= Vernon Hauser =

Australian politician

Vernon Thomas Hauser (5 August 1928 - 11 September 2015), Australian politician, was a Member of the Victorian Legislative Council for Boronia Province from 1970–76 and for Nunawading Province from 1976-82 representing the Liberal Party. He was defeated at the 1982 election that saw the defeat of the Lindsay Thompson Liberal government and the election of a Labor Party (ALP) government led by John Cain Jr. (whom he went to school with and defeated at high school debates).

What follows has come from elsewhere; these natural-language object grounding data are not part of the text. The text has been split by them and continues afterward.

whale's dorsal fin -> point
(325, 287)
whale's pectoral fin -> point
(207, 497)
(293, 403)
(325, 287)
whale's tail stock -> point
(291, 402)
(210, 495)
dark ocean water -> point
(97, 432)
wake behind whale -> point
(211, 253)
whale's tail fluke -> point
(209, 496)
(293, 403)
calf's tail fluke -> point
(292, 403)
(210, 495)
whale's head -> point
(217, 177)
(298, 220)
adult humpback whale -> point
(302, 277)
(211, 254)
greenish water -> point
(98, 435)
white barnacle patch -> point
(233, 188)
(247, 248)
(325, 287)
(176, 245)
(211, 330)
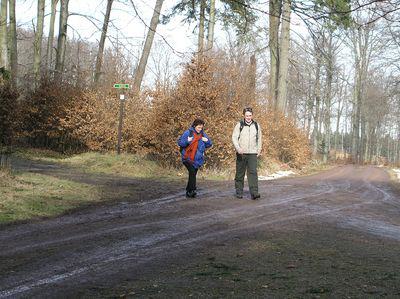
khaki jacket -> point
(247, 139)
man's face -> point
(198, 128)
(248, 116)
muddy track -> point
(61, 256)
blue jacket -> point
(199, 156)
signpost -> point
(122, 86)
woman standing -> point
(193, 144)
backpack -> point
(242, 125)
(181, 148)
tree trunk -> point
(317, 97)
(211, 24)
(252, 77)
(284, 56)
(13, 44)
(274, 17)
(200, 45)
(49, 53)
(37, 45)
(328, 99)
(62, 37)
(147, 47)
(99, 59)
(3, 35)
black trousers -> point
(191, 185)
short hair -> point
(247, 109)
(198, 121)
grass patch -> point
(27, 195)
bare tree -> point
(211, 25)
(283, 56)
(62, 37)
(147, 47)
(274, 19)
(200, 45)
(49, 53)
(99, 59)
(3, 35)
(37, 45)
(13, 43)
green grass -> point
(25, 196)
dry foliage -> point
(63, 117)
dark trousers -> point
(246, 162)
(191, 185)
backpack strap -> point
(190, 135)
(242, 126)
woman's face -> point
(248, 116)
(198, 128)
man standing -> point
(247, 139)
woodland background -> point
(333, 94)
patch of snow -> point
(276, 175)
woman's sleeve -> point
(209, 142)
(183, 142)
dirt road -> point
(334, 234)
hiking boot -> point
(191, 194)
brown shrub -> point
(68, 119)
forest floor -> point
(331, 234)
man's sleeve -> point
(235, 136)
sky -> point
(177, 41)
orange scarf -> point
(192, 148)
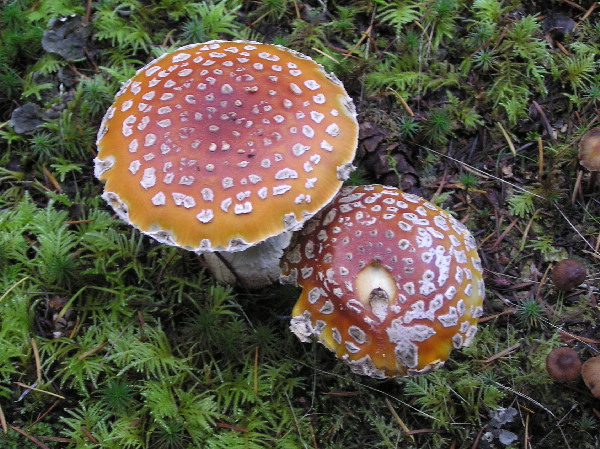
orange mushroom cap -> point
(589, 149)
(220, 145)
(391, 283)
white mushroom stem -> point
(255, 267)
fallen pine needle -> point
(36, 356)
(502, 353)
(34, 440)
(3, 421)
(39, 391)
(403, 426)
(508, 139)
(15, 285)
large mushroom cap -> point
(391, 283)
(220, 145)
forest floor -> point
(109, 339)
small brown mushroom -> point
(563, 364)
(568, 274)
(590, 371)
(589, 149)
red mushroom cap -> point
(391, 283)
(220, 145)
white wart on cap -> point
(221, 145)
(390, 282)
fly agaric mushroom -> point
(221, 145)
(391, 283)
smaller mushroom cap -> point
(563, 364)
(568, 274)
(589, 149)
(590, 371)
(391, 283)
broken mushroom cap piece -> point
(590, 371)
(589, 149)
(563, 364)
(220, 145)
(391, 283)
(568, 274)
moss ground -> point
(477, 105)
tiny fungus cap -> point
(220, 145)
(589, 149)
(391, 283)
(563, 364)
(590, 371)
(568, 274)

Hauser was educated at Carlton, Preston and Strathfieldsaye Primary Schools, Northcote High School, Bendigo High School; and at the Royal Military College, Duntroon. He was only 17 when his father died and had to leave Duntroon and return home to his family to support them. He started sweeping floors at Potter @ co in 1946 and was so diligent that Mr Potter (Ian) initialised his inclusion on the staff of his firm. He was subsequently elected a member of the Stock Exchange of Melbourne in 1960. He was president of Bell Potter Securities, and a member of many charitable committees, including the RSPCA.

He was President of the Victorian Young Liberals from 1950-52. In Parliament he was a member of the Standing Orders Committee from 1970–1973 and the Conservation of Energy Resources Committee from 1976-1982. He was an advocate of states rights and an opponent of greater powers to the federal government.

Hauser was married to Beverley Hogan (1929–1989). He has two sons - Stephen (1963–2010) and Simon (1964).